Madeleine -Ce sont ces mots qui ont allongé Antoine près des rochers.
Marc -Antoine est à la plage ? Je veux y aller.
Madeleine -en criant Toi tu restes là. Tu ne bouges pas de là. Tu entends, tu ne
bouges plus de là !
Joseph 50 -Madeleine…
Madeleine -Quoi Madeleine ? Tu veux que ça continue ? J’ai perdu tous mes parents.
Je n’ai rien dit, rien réclamé. Laisse-moi le tuer.
Marc -Maman ! Elle s’effondre. Moktar s’en va Maman… Il l’enlace Je suis là, je
te promets , je ne bougerai plus.
Joseph 50 -Venez, rentrons.
Madeleine -Tu te souviens Joseph, il y a bientôt trente ans, au moment de quitter
Marache, tu voulais tout brûler. J’aurais dû te laisser faire. Aujourd’hui, tu
m’aurais laissé le tuer.
Ils sortent tous les trois, Madeleine et Marc devant.
Dans le couloir :
Madeleine -Je ne veux plus rester ici.
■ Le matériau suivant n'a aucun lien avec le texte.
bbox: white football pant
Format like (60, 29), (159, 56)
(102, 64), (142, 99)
Partons Joseph, Partons. Cette terre est minée,
minée à jamais.
Joseph 50 -Mais partir où ?
Madeleine -Aux Etats-Unis, en France au Canada, n’importe où mais dans le pays des
vainqueurs. Emmène-nous, partons, je ne veux plus de cette vie de
funambule.
Joseph 50 -Mais Joséphine alors ?
Madeleine -Jose est à Jérusalem avec Nathan et David. Ils vont bientôt se marier.
Ils partent
Joseph 90 -Sally, Sally ! Elle est songeuse, a l’air triste Vous pleurez ?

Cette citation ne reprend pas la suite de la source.